In 1719, her father paid a considerable dowry of 1,000 écus, reflecting the esteem in which the groom's family was held and the interest of the sedentary elite, to which the Franzoni belonged, in establishing an alliance with the merchant bourgeoisie.

== Usufructuary of a rich patrimony ==
In 1736, following the death of her husband without leaving an heir, Maria Apollonia Pedrazzini was appointed usufructuary of a substantial patrimony.

In 1758, a reassessment of possessions revealed that she benefited from a supplement to her dowry in the form of a land inheritance in Campo: she received the attribution of the considerable land holdings of banneret Franzoni. Although she could not claim rights to the Pedrazzini business in Kassel, her fortune was enriched by lands located in an alpine commune, in Val Maggia, and near Locarno, as well as numerous credits.

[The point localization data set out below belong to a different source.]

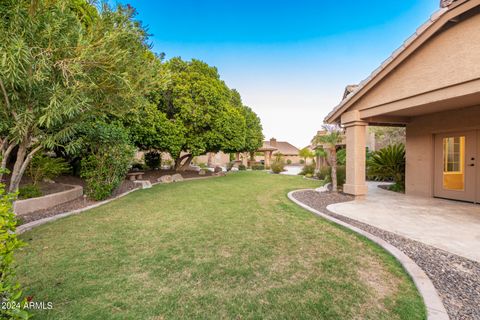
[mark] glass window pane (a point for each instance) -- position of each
(454, 163)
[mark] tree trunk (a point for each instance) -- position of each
(15, 178)
(21, 165)
(334, 169)
(186, 164)
(5, 156)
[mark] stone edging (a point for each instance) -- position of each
(50, 200)
(433, 303)
(28, 226)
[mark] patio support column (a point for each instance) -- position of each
(356, 146)
(268, 156)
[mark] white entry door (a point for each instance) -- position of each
(456, 170)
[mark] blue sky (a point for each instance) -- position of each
(290, 60)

== Administrator of her patrimony ==
For the administration of her patrimony, Maria Apollonia Pedrazzini initially benefited from the support of her younger brother and curator, Carlo Antonio Franzoni, the banneret who also acted as executor of her deceased husband's will, before receiving help from her nephew, Michele Pedrazzini. Other members of the Pedrazzini family also contributed, in her name, to preparing inventories, claiming interest, and investing capital.

Her handwriting appears on documents related to the collection of rents, revealing her writing competence and active engagement in the management of her assets.

During her thirty years of widowhood, until her death in 1766, Maria Apollonia Pedrazzini was admired and wielded considerable influence. She made significant contributions to several confraternities and religious institutions, an act of generosity clearly highlighted in her will.

== Death ==
Maria Apollonia Pedrazzini died on 25 January 1766 in Campo (Vallemaggia).

== Bibliography ==

- Pedrazzini, Michelangelo: "Spese per un funerale di nobildonna in Campo V. M. nel 1766", in: Bollettino storico della Svizzera italiana, 1942/4, pp. 191-193.
- Filippini, Federico: "Genealogia dei Franzoni dal 1400 al 1945", in: Rivista storica ticinese, 45, 1945, pp. 1076-1078.
- Chiesi, Francesca: ""Al di lui genio". Autorevolezza vedovile nel casato mercantile dei Pedrazzini", in: Archivio storico ticinese, 144, 2008, pp. 201-232.
- Chiesi Ermotti, Francesca: Le Alpi in movimento. Vicende del casato dei mercanti Pedrazzini di Campo Vallemaggia (XVIII s.), 2019.

=== Archival sources ===

- Archivio di Stato del Cantone Ticino, Bellinzone, Archivio delle Famiglie Pedrazzini di Campo Vallemaggia.